Após quase dois anos do encerramento do programa “Desenrola”, o Brasil enfrenta um aumento alarmante no número de inadimplentes. Dados recentes da Serasa indicam que, desde a finalização do programa, cerca de 9 milhões de novos devedores surgiram, totalizando aproximadamente 81,7 milhões de pessoas com contas atrasadas. Esse é o nível mais elevado em mais de dez anos.

Lançado em 2023 como parte das promessas de campanha do governo do PT, o programa “Desenrola” tinha como objetivo principal combater o superendividamento das famílias brasileiras. Durante cerca de dez meses, conseguiu viabilizar a renegociação de R$ 53,2 bilhões em dívidas, beneficiando aproximadamente 15 milhões de cidadãos. Contudo, os efeitos desse programa revelaram-se limitados e temporários, já que ao seu término em maio de 2024, o número total de devedores começou a aumentar novamente, demonstrando que a iniciativa não abordou as causas subjacentes do problema.

A opinião de que o programa apenas tratou os sintomas imediatos da inadimplência é compartilhada por especialistas da área. A economista Ione Amorim, do Instituto de Defesa do Consumidor (Idec), critica a abordagem adotada pelo governo. “Foi uma medida paliativa que não rompeu com o ciclo que favorece o endividamento”, afirma ela. Segundo Ione, embora muitos consumidores tenham conseguido limpar seus nomes temporariamente, logo retomaram a senda da dívida.

Com a perda dos efeitos momentâneos do programa, a inadimplência voltou a crescer rapidamente. Esse crescimento é impulsionado por diversos fatores, incluindo taxas de juros elevadas, aumento na oferta de crédito — especialmente via plataformas digitais — e maiores gastos com serviços financeiros e apostas online. Atualmente, a taxa de inadimplência nas contas de crédito das pessoas físicas atinge 5,24%, o maior índice registrado nos últimos 14 anos.

A elevação das taxas de juros desempenha um papel crucial nesse contexto. Desde o fim do “Desenrola”, a taxa Selic saltou de 10,50% para impressionantes 15% ao ano até o primeiro trimestre de 2026. Essa realidade torna o crédito mais caro e aumenta os custos das dívidas existentes. Como resultado, as famílias estão vendo uma parte cada vez maior da sua renda comprometida para saldar obrigações financeiras.

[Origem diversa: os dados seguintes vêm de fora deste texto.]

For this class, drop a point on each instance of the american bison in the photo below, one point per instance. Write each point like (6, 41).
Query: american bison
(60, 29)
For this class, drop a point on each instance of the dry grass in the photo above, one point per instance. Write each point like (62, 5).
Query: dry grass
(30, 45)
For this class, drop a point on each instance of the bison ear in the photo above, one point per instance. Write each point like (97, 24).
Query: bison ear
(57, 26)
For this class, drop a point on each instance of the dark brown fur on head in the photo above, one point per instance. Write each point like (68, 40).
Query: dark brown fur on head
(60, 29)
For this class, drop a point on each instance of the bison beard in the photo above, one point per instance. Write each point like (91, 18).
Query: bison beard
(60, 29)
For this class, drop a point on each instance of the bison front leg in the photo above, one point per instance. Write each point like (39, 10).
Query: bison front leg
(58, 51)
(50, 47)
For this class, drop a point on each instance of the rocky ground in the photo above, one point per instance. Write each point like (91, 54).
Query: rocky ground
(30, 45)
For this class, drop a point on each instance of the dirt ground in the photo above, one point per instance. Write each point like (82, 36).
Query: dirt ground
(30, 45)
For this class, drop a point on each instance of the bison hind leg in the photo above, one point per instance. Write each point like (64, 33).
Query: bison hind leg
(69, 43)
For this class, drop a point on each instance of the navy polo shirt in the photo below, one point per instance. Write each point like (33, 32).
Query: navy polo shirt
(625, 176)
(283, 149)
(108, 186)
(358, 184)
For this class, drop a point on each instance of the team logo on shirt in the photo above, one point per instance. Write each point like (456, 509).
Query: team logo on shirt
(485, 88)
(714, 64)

Para entender melhor essa situação crítica das dívidas, é importante observar sua composição: cerca de 85% das famílias endividadas identificam o cartão de crédito como sua principal fonte de dívida. Essa modalidade pode ter juros que ultrapassam os 400% ao ano no crédito rotativo. Além disso, dívidas relacionadas a contas básicas como água e energia e empréstimos com financeiras também agravam a situação financeira dessas famílias.

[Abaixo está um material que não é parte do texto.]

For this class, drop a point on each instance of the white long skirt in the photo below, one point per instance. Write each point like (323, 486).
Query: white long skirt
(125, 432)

Esse panorama revela um ciclo vicioso onde o acesso facilitado ao crédito — frequentemente vendido como “inclusão financeira” — se combina com altas taxas para resultar em um contínuo estado de endividamento. A Confederação Nacional dos Trabalhadores do Ramo Financeiro (Contraf-CUT) observa que “esse processo onde o aumento das dívidas alimenta os altos juros dificulta ainda mais a quitação dos débitos e perpetua o problema”.

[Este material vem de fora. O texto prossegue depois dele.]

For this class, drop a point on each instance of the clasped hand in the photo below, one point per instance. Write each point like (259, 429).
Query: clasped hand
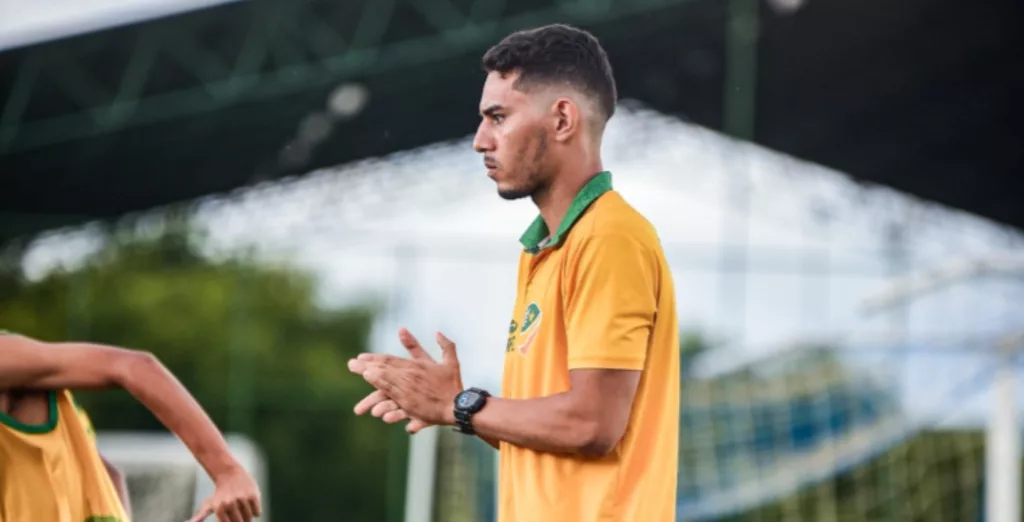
(419, 389)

Enquanto isso, grandes instituições financeiras continuam obtendo lucros recordes no país mesmo diante das chamadas “crises”. Os quatro maiores bancos brasileiros – Itaú, Bradesco, Banco do Brasil e Santander – reportaram um lucro líquido conjunto superior a R$ 107,8 bilhões em 2025, conforme levantamento da Feebbase. Uma parcela significativa desse resultado está associada à expansão das carteiras de crédito e às margens sobre operações com consumidores, principalmente nas modalidades mais onerosas como cartão de crédito e crédito pessoal.

A coexistência entre o alto nível de endividamento da população e os lucros astronômicos dos bancos não é mera coincidência. O modelo atual de concessão de crédito se baseia exatamente na combinação entre uma ampla oferta de empréstimos e taxas exorbitantes, permitindo aos bancos aumentar seus lucros mesmo em um cenário marcado pelo crescimento da inadimplência.

Diante desse contexto desafiador, o governo federal já discute a implementação de um novo plano demagógico voltado à “renegociação das dívidas”, com propostas que incluem “abatimentos de até 80%” nos débitos remanescentes e condições mais favoráveis para financiamento do restante. Contudo, especialistas como Lauro Gonzalez (FGV) alertam que repetir medidas focadas exclusivamente na renegociação poderá resultar nos mesmos limites observados no Desenrola sem resolver as questões estruturais que levam ao superendividamento. “Não parece haver uma preocupação real com as causas profundas desse problema”, declarou ele à imprensa.